Illustrative photo of coronavirus test tubes Photo: Romain Gamba / Maison Moderne

Illustrative photo of coronavirus test tubes Photo: Romain Gamba / Maison Moderne

Around one in five coronavirus infections last week was diagnosed among people who went on holiday, the health ministry said on Wednesday.

Between 2 and 8 August, Luxembourg posted 404 new cases and traced 1,379 contacts to those infected. Unless fully vaccinated, people who have been in contact with a person tested positive must isolate for a week before getting tested.

In more than a third of cases (38.3%), the ministry could not point to a specific source of infection. Family and friends remained the largest known source (29.8%), followed by travel (21.1%) and leisure activities (4.1%).

Luxembourg has no specific test or quarantine requirements for holidaygoers except the use of the digital green certificate for flights into the grand duchy. At the end of July, it abolished quarantine for arrivals from the UK, although travellers from India must still isolate upon arrival.

“We have a clear holiday effect,” Luxembourg’s chief medical officer Jean-Claude Schmit said during a press conference on Wednesday morning. “But it’s not as if numbers are increasing dramatically.”

Towards the end of the school year, Schmit said school students going on holiday together had resulted in several infection clusters. “We’re not seeing this phenomenon anymore,” he said.

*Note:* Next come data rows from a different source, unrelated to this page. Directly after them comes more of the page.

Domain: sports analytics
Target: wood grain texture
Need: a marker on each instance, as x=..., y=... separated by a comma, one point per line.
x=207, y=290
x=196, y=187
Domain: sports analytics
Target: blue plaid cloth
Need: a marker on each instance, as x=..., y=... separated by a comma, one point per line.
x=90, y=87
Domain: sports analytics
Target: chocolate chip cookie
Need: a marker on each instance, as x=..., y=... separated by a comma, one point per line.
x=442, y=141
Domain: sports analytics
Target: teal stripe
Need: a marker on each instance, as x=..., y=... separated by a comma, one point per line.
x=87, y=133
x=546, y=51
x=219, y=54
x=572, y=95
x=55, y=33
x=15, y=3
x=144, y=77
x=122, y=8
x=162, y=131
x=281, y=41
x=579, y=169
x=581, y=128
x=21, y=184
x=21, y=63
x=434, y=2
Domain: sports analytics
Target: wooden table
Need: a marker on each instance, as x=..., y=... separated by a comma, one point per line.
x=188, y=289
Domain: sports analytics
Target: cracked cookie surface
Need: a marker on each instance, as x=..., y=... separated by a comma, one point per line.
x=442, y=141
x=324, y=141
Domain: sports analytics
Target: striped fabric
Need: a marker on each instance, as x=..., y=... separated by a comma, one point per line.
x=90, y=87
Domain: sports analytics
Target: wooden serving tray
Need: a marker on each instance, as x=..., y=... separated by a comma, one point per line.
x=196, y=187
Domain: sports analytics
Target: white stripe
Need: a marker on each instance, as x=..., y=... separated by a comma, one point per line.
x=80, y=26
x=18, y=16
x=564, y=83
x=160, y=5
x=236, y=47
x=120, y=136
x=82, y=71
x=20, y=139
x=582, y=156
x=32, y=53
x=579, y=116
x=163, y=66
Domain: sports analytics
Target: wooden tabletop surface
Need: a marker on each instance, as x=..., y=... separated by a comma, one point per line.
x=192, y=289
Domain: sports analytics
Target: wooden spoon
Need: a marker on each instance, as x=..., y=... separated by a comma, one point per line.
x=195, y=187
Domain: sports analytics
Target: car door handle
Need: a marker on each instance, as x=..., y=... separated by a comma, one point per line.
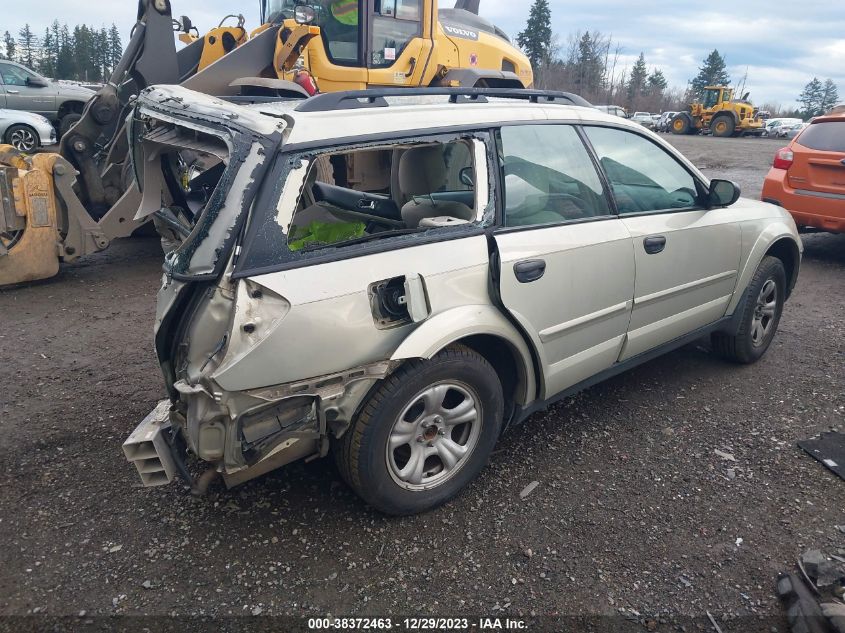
x=654, y=244
x=529, y=270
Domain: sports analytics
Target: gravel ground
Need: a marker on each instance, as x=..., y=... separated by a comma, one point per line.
x=635, y=513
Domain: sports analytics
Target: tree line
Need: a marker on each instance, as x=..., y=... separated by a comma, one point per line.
x=589, y=65
x=83, y=54
x=817, y=97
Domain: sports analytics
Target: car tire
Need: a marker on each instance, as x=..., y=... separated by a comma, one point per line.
x=723, y=126
x=424, y=434
x=23, y=138
x=761, y=312
x=67, y=122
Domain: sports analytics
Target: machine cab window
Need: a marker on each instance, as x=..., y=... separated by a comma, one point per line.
x=711, y=97
x=395, y=24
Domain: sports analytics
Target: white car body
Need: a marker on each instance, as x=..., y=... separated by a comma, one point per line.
x=773, y=125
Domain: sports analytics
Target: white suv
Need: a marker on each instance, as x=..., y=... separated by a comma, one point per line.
x=397, y=277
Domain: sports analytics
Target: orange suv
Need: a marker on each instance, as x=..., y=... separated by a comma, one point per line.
x=808, y=175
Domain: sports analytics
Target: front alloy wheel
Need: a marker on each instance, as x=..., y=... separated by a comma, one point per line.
x=761, y=311
x=424, y=433
x=764, y=313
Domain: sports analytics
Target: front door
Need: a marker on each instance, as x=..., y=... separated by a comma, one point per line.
x=566, y=263
x=399, y=42
x=687, y=258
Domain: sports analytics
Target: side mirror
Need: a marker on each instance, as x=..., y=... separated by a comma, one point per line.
x=36, y=82
x=722, y=193
x=304, y=14
x=388, y=8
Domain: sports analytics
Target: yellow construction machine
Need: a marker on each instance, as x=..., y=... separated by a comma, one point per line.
x=719, y=113
x=59, y=207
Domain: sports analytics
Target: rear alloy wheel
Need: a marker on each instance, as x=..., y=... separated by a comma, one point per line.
x=23, y=138
x=681, y=124
x=762, y=309
x=67, y=122
x=425, y=433
x=723, y=126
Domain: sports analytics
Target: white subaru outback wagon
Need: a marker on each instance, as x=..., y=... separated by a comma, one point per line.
x=394, y=279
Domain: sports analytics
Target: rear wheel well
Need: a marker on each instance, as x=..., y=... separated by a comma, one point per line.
x=504, y=359
x=496, y=82
x=786, y=250
x=71, y=107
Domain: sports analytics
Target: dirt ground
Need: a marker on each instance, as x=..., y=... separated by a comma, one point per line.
x=635, y=514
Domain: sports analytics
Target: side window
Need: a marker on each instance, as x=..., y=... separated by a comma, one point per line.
x=643, y=175
x=376, y=192
x=13, y=76
x=549, y=176
x=395, y=24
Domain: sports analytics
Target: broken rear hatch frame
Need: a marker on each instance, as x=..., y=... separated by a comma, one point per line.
x=252, y=139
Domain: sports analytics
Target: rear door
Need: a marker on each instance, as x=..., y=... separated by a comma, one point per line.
x=819, y=160
x=687, y=257
x=566, y=262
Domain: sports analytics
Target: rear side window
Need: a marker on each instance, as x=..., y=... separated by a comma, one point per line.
x=644, y=176
x=825, y=136
x=549, y=176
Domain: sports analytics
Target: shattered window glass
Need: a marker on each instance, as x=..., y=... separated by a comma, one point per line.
x=373, y=194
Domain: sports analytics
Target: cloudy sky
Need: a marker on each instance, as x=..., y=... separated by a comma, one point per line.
x=782, y=46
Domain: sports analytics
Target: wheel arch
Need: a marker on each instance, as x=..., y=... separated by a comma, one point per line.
x=786, y=250
x=731, y=114
x=776, y=241
x=485, y=330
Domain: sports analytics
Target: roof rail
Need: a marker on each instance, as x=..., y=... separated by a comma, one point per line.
x=376, y=97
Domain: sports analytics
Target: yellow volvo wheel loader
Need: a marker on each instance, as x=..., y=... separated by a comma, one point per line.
x=59, y=207
x=719, y=113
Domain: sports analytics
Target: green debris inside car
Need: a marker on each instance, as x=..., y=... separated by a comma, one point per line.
x=324, y=233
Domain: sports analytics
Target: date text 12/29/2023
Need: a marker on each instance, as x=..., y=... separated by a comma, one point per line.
x=416, y=624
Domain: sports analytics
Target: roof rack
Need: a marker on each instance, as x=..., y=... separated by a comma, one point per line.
x=376, y=97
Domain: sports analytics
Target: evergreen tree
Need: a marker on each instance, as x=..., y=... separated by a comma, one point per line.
x=66, y=60
x=29, y=46
x=637, y=81
x=47, y=63
x=829, y=97
x=536, y=39
x=85, y=54
x=10, y=45
x=811, y=97
x=713, y=72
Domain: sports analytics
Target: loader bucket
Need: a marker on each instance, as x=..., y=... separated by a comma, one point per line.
x=29, y=235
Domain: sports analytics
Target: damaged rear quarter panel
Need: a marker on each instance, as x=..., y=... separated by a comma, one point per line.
x=329, y=326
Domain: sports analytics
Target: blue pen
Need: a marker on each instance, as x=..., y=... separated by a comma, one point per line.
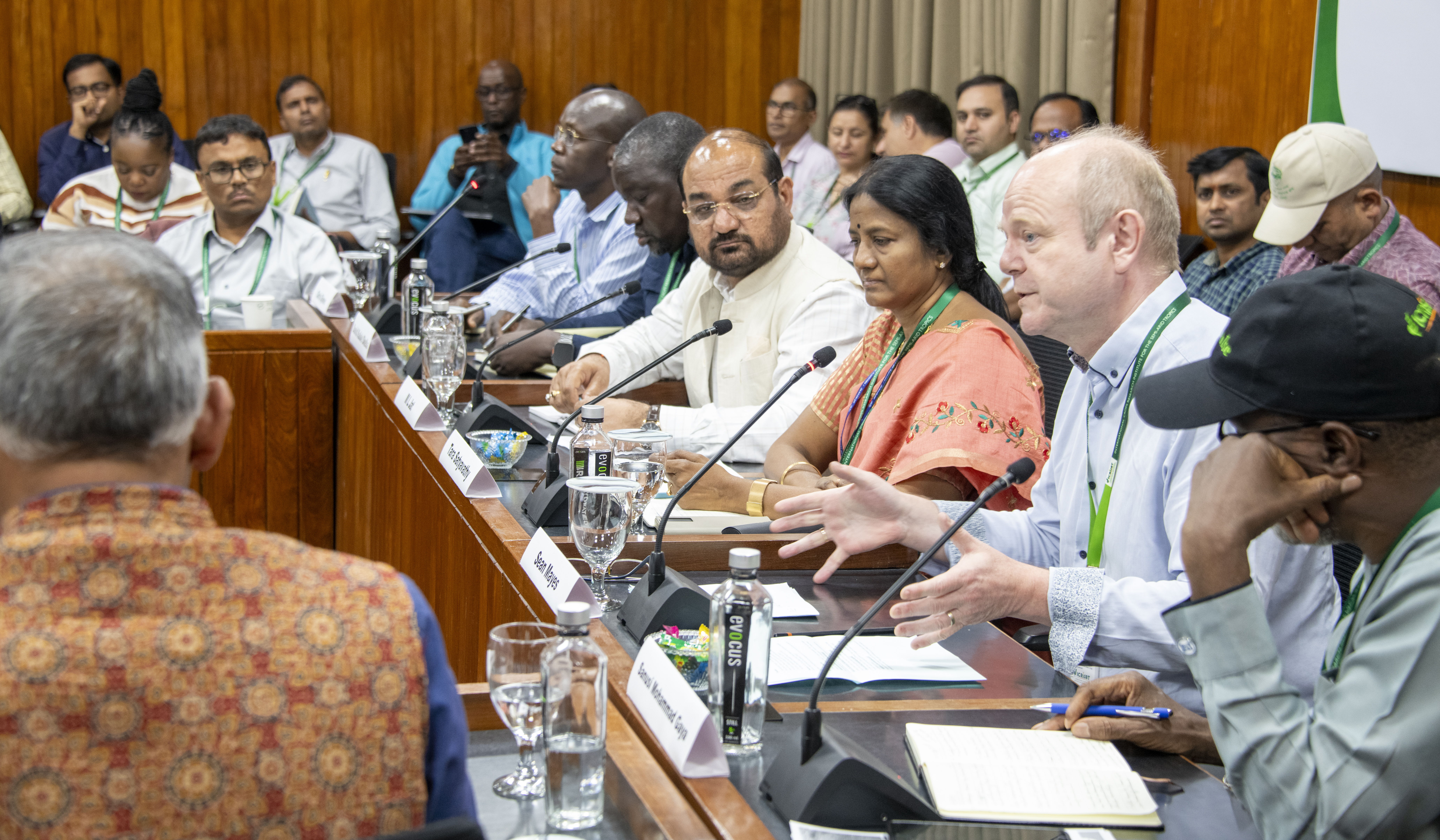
x=1158, y=714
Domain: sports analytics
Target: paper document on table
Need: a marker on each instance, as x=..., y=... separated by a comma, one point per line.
x=865, y=661
x=1082, y=782
x=788, y=603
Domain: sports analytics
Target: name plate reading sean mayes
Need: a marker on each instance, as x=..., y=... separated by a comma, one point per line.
x=469, y=472
x=554, y=576
x=417, y=408
x=676, y=715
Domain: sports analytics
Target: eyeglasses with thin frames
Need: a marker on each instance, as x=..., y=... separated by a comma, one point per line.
x=739, y=205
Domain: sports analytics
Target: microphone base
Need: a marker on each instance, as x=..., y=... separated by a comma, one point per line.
x=676, y=603
x=843, y=786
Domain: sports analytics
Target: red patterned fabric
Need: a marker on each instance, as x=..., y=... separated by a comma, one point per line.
x=163, y=678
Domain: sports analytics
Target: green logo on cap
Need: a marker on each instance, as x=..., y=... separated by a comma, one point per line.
x=1420, y=321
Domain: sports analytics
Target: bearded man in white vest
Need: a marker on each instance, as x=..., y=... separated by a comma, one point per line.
x=785, y=293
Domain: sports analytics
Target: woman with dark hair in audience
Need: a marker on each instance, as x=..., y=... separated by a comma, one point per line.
x=143, y=191
x=852, y=136
x=941, y=395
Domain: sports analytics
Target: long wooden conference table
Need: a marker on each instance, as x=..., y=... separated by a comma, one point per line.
x=395, y=504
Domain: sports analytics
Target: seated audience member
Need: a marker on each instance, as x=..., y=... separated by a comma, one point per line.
x=244, y=246
x=1328, y=207
x=787, y=295
x=905, y=404
x=788, y=119
x=145, y=185
x=1230, y=195
x=604, y=250
x=919, y=123
x=987, y=116
x=1092, y=228
x=506, y=158
x=854, y=126
x=168, y=673
x=1059, y=116
x=345, y=178
x=83, y=143
x=15, y=197
x=647, y=168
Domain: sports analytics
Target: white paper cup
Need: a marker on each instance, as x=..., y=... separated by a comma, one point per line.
x=258, y=312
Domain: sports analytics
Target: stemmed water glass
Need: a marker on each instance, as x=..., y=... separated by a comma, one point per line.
x=513, y=669
x=640, y=456
x=600, y=522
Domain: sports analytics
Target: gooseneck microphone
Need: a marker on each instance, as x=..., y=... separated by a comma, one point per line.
x=806, y=779
x=546, y=505
x=670, y=597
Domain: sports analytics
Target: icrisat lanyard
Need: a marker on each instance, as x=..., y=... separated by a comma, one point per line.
x=1098, y=518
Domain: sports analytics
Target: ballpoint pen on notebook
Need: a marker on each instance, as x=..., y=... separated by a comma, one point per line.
x=1157, y=714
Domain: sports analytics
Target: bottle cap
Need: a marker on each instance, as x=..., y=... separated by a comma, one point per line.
x=572, y=614
x=745, y=558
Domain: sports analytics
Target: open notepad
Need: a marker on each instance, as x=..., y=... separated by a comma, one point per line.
x=1023, y=776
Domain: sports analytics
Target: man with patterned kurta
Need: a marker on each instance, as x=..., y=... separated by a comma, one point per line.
x=159, y=675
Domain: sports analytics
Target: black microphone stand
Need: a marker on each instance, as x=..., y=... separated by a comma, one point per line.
x=667, y=597
x=546, y=505
x=833, y=780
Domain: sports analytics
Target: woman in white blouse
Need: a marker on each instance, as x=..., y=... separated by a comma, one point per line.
x=852, y=136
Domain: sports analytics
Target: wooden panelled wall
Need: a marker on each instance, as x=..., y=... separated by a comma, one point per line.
x=1197, y=74
x=400, y=73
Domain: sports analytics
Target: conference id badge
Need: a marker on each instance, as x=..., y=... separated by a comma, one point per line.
x=466, y=467
x=417, y=408
x=554, y=576
x=676, y=715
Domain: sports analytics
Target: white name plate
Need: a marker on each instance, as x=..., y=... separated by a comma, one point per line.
x=676, y=715
x=366, y=341
x=466, y=467
x=554, y=576
x=417, y=408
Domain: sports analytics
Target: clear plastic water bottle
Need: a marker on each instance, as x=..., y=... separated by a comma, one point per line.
x=741, y=619
x=389, y=264
x=572, y=671
x=415, y=293
x=592, y=449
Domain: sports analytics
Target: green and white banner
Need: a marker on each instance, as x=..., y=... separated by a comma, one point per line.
x=1374, y=70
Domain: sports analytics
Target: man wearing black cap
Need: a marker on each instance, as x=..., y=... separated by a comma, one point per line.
x=1327, y=390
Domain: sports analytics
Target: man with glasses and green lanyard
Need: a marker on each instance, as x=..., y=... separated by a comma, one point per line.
x=1098, y=557
x=245, y=247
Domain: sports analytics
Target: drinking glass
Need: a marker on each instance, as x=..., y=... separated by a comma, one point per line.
x=600, y=522
x=362, y=276
x=640, y=456
x=513, y=669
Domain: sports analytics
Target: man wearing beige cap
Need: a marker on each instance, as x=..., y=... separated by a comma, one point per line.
x=1325, y=201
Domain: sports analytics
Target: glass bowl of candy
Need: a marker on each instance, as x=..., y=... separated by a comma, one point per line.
x=499, y=449
x=690, y=653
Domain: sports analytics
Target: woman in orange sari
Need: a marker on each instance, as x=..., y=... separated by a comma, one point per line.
x=940, y=397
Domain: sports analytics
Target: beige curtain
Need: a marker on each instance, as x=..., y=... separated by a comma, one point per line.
x=885, y=47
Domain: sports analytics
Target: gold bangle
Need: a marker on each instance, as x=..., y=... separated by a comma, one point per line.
x=797, y=466
x=757, y=504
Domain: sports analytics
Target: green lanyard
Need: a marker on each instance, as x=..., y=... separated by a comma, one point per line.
x=1357, y=597
x=1098, y=518
x=869, y=403
x=1385, y=238
x=205, y=272
x=282, y=198
x=666, y=286
x=122, y=195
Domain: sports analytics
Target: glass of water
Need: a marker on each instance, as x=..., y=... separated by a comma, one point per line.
x=640, y=456
x=600, y=522
x=513, y=669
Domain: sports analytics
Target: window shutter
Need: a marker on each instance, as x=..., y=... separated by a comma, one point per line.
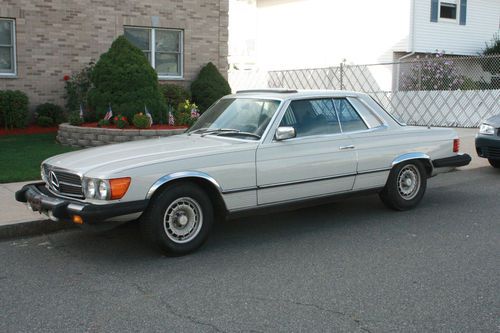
x=463, y=11
x=434, y=10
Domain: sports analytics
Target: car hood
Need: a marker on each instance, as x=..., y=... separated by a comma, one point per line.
x=493, y=121
x=116, y=158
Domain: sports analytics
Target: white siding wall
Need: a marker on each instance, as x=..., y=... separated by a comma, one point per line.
x=319, y=33
x=483, y=19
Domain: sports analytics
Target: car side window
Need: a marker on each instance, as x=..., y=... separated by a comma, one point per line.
x=349, y=118
x=311, y=117
x=368, y=116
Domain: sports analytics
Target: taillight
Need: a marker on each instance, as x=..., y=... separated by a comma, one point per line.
x=456, y=145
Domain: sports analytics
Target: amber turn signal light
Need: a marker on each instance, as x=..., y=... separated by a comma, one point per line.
x=119, y=187
x=456, y=145
x=77, y=219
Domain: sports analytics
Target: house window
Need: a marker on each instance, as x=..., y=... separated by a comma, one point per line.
x=7, y=47
x=162, y=47
x=448, y=10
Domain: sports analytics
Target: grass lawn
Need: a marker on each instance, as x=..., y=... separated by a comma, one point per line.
x=21, y=155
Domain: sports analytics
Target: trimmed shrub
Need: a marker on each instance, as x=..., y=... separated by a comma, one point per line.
x=103, y=123
x=13, y=109
x=120, y=121
x=208, y=87
x=77, y=87
x=52, y=111
x=141, y=120
x=74, y=119
x=174, y=94
x=187, y=114
x=44, y=121
x=124, y=78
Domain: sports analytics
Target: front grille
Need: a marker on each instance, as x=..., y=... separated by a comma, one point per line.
x=70, y=184
x=491, y=152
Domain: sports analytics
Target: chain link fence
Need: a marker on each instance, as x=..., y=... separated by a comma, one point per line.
x=431, y=90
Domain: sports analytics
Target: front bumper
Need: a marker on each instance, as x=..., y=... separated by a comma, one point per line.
x=488, y=146
x=40, y=199
x=453, y=161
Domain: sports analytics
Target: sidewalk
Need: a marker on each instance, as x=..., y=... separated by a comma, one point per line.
x=16, y=220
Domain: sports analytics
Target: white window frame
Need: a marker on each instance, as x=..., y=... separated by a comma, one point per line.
x=152, y=43
x=444, y=19
x=14, y=56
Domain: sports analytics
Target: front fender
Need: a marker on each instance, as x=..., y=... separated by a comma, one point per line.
x=178, y=175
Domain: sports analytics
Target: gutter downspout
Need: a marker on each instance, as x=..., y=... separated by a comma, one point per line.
x=412, y=43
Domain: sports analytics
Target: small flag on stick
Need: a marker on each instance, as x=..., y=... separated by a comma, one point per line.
x=108, y=114
x=146, y=111
x=171, y=119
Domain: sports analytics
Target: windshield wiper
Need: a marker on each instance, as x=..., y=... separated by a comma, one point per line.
x=229, y=131
x=216, y=131
x=237, y=132
x=203, y=129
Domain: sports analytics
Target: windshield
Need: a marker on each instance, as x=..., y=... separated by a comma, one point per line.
x=238, y=117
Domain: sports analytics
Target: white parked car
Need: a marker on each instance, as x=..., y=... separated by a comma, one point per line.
x=251, y=150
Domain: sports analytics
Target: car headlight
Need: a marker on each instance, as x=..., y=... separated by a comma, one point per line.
x=486, y=129
x=89, y=187
x=105, y=189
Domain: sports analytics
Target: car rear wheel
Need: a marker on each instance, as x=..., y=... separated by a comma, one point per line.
x=494, y=163
x=405, y=186
x=179, y=219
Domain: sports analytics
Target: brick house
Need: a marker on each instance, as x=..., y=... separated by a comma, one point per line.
x=41, y=41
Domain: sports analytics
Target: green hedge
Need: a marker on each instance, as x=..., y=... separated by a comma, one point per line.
x=13, y=109
x=174, y=94
x=209, y=86
x=52, y=111
x=124, y=78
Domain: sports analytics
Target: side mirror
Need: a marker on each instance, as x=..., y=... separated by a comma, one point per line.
x=285, y=132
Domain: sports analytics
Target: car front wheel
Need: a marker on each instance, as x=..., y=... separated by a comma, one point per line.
x=405, y=186
x=179, y=219
x=494, y=163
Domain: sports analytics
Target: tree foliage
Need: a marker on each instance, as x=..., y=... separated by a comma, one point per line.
x=208, y=87
x=124, y=79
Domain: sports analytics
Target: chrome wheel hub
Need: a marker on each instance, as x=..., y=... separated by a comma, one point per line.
x=183, y=220
x=408, y=182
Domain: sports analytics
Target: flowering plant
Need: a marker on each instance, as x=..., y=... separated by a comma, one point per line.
x=141, y=120
x=120, y=121
x=187, y=113
x=103, y=123
x=431, y=73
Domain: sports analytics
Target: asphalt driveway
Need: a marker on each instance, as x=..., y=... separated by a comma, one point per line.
x=350, y=266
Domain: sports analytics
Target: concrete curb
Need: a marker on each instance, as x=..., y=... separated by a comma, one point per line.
x=31, y=228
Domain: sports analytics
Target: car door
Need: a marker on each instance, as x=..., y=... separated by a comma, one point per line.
x=319, y=161
x=374, y=144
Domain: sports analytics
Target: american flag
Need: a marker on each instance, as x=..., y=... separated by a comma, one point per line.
x=146, y=111
x=108, y=114
x=171, y=119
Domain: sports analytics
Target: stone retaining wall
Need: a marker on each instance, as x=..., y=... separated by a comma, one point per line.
x=92, y=137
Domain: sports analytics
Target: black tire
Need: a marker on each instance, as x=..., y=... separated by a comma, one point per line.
x=398, y=193
x=494, y=163
x=178, y=219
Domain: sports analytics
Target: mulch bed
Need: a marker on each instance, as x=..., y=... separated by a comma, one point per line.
x=33, y=129
x=154, y=127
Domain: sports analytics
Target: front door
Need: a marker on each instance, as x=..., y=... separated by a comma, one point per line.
x=319, y=161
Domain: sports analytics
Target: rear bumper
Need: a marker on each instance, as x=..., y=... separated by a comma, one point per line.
x=40, y=199
x=453, y=161
x=488, y=146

The chief medical officer also speculated that people who catch the virus abroad are likely to have also become infected if they had stayed in Luxembourg. “You become infected where you are. That doesn’t depend on the foreign country or Luxembourg. It depends on how you behave,” he said.

Among those infected, around three quarters weren’t vaccinated (76.5%) while 23.5% were fully vaccinated. The health ministry on Wednesday said it would offer a for individuals suffering from immune deficiencies. Whether it will make an additional dose available to the elderly or the general population remains to be discussed, the minister, Paulette Lenert (LSAP) said.

Around two thirds of those aged 12 or over--authorised to be vaccinated against the coronavirus--are fully vaccinated, the ministry said. “Additional efforts are needed to raise awareness in particular among younger age groups, the 12 to 40-year-olds, to be vaccinated,” the ministry said.